The research has so far centered on the four case studies that make up the project:
Subproject 1 analyzes conspiracy-based cultural imaginations around the 2010 crash of the Tupolev-Tu-154M aircraft near Smolensk (Russia) in which president Lech Kaczyński died, along with his wife and more than 90 members of the Polish political and military elite. Subproject 2 focuses on memory and conspiracy narratives regarding the 1986 catastrophe at the Chornobyl nuclear power plant. Subproject 3 investigates cultural engagements with the Russian war in Ukraine, analyzing the ways in which conspiracy theory and cultural memory are turned into interpretative lenses, in ways resonating with wider “post-truth” sensibilities. And finally, subproject 4 investigates conspiratorial readings of the Soviet past and the Soviet Union’s demise on Russian-language social media platforms. It combines qualitative analysis with a pronounced quantitative element, taking a Digital Methods approach to issues researched in the subprojects.
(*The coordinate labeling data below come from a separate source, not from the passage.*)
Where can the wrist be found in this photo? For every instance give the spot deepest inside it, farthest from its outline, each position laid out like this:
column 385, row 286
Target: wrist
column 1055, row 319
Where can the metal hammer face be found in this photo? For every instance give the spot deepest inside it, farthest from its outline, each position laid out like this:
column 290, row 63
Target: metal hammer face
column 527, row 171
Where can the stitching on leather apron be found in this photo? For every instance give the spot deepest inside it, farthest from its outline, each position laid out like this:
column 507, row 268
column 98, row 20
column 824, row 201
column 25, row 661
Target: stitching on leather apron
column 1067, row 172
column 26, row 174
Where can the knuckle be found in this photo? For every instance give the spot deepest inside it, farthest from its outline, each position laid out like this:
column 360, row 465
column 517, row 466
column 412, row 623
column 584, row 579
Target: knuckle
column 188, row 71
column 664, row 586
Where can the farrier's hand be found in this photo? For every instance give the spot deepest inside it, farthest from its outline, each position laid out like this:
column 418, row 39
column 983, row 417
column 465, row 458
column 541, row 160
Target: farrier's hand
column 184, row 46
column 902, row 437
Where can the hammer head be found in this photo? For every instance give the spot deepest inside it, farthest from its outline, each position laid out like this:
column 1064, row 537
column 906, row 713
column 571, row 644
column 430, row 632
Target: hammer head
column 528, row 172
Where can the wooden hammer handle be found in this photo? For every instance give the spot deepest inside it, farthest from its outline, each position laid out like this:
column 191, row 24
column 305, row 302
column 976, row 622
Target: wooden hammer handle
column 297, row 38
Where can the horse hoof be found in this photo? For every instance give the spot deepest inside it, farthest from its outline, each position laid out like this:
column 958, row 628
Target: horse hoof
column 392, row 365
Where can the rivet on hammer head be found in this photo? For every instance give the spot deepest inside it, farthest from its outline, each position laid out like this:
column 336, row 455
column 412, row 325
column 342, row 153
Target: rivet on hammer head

Among other activities, we have developed and finetuned our multidisciplinary theoretical framework, as well as the concept of “conspiratorial memory”, which we have presented in published articles, organized workshops, conference panels, and (invited) lectures for diverse audiences. Also, for each of the subprojects a comprehensive corpus of materials and data has been compiled, and fieldwork has been conducted in Poland (sites and ceremonies related to the Smolensk air disaster) and Lithuania (Chornobyl-related tourism and heritage and tourism). Different modes of conspiratorial memory have been identified around the cases, each pivoting on different imaginations of the relations between past and present, and involving specific interpretative practices. Our analyses – the first of which now, too, have been published and presented – show how these modes of conspiratorial memory cut across national contexts and media environments, even though they are co-shaped by nationally-specific emphases and by the distinct affordances of cultural, mass, and online media. Analysis of this intricate dynamic is essential for understanding the diverse ways in which conspiratorial memory is currently instrumentalized by populist, ultra-nationalist, and autocratic political actors, in Eastern Europe and beyond.